Researchers from Imperial College London explore materials and techniques in 3D printing and AM processes, releasing their findings in the recently published ‘Mechanical and microstructural testing of wire and arc additively manufactured sheet material.’ As 3D printing begins to make obvious—and enormously positive—impacts in countless ways today, around the globe, many different scientists are now looking into ways to overcome challenges that continue to arise due to different requirements in research and development.
As users continue to push the limits of 3D printing and AM, both very powerful processes, obstacles are noted and then overcome one by one; for example, in wire and arc additive manufacturing (WAAM), designers and engineers can aspire to fabrication on the larger scale and enjoy many of the benefits of 3D printing—from greater affordability to much faster turnaround in production. WAAM, a method of directed energy deposition (DED), presents a variety of challenges as structural performance may be in question in terms of mechanical properties, anisotropy, and variables overall.
While printing with WAAM stainless steel is becoming increasingly popular for industrial uses, there have not been many studies; however, existing research has shown ‘potential correlation between the employed printing strategy and exhibited material properties,’ with an investigation of alloys and geometries used in applications such as aerospace.

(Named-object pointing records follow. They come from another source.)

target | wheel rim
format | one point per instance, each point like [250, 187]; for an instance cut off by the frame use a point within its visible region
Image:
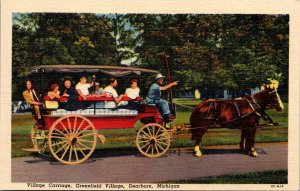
[153, 140]
[38, 138]
[72, 139]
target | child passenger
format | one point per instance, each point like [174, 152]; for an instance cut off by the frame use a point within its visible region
[83, 87]
[54, 91]
[134, 91]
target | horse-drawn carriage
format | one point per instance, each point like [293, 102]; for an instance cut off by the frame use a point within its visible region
[71, 135]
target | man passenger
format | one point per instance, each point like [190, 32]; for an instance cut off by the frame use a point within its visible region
[111, 92]
[83, 87]
[31, 97]
[154, 96]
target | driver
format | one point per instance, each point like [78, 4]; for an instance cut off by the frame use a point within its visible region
[154, 96]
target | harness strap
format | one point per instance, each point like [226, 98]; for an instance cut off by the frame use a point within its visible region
[254, 105]
[237, 109]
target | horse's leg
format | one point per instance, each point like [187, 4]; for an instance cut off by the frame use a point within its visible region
[249, 146]
[198, 139]
[252, 138]
[243, 136]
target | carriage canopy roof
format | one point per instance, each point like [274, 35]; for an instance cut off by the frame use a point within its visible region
[110, 70]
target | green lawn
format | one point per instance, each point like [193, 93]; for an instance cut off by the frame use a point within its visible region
[124, 138]
[268, 177]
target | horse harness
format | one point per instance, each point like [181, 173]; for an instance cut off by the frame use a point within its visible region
[214, 105]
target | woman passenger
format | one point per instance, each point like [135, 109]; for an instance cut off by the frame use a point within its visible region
[54, 91]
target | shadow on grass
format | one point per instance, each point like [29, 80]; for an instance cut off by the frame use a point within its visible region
[98, 154]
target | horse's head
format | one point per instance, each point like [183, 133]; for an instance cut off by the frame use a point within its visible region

“The undulating as-built geometry, which is inherent to the WAAM process, can be machined smooth, but this additional operation will add time and cost and may not be feasible with certain printed geometries,” stated the researchers. “If the material is left in the as-built state, an important question is: what is the influence of the inherent geometric undulation on the effective mechanical properties? This issue is also addressed herein and simple design rules for predicting the key mechanical properties are established.”
Samples for the study consisted of flat plates of 3.5 mm and 8.0, cut from oval tubes with flat sides. Overall, the 51 machined coupons were prismatic, and bearing uniform thickness.

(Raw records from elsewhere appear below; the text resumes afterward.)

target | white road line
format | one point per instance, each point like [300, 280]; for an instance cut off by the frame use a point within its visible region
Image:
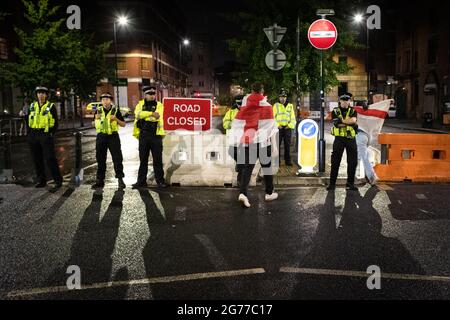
[169, 279]
[158, 203]
[363, 274]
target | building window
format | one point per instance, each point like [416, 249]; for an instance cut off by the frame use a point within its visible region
[416, 93]
[416, 60]
[343, 60]
[121, 63]
[408, 61]
[145, 64]
[3, 49]
[343, 88]
[433, 45]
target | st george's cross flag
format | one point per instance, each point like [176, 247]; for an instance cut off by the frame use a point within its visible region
[371, 120]
[254, 123]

Twelve specimens were chosen further for 3D printing, with coupons scanned and processed in Rhino 3D.
Mean and standard variations of coupons were most suitable for finding the connection between good mechanical properties, as well as geometric variability.
The as-built specimens showed an effective decrease in Young’s modulus and strength when compared to the machined specimens due to the influence of the geometrical undulations; the most severe reductions were observed for the thinner material and for loading applied perpendicular to the layer orientation (i.e. θ = 90°).

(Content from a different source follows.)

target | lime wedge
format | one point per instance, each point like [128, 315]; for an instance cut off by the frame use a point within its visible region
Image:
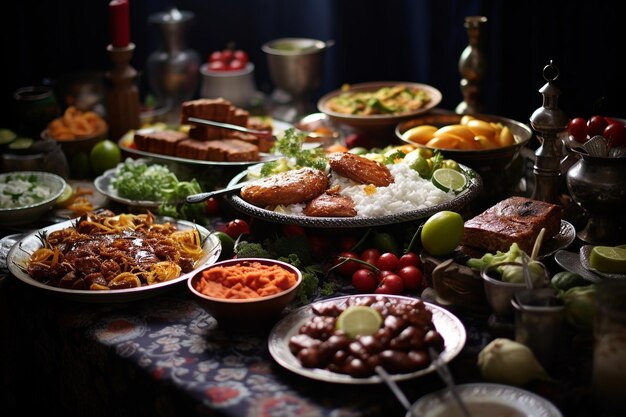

“The microstructures of the printed material and its parent metal wire were found to be substantially different, with the printed material exhibiting a strong crystallographic texture, attributed to rapid solidification due to the WAAM process, with grains tracking the highest thermal gradient,” concluded the researchers. “Finally, since the results of the tensile coupon tests showed a direct dependence of the mechanical properties on the geometric variability of the WAAM material, predictive expressions correlating key effective material properties to the irregular geometry were devised.”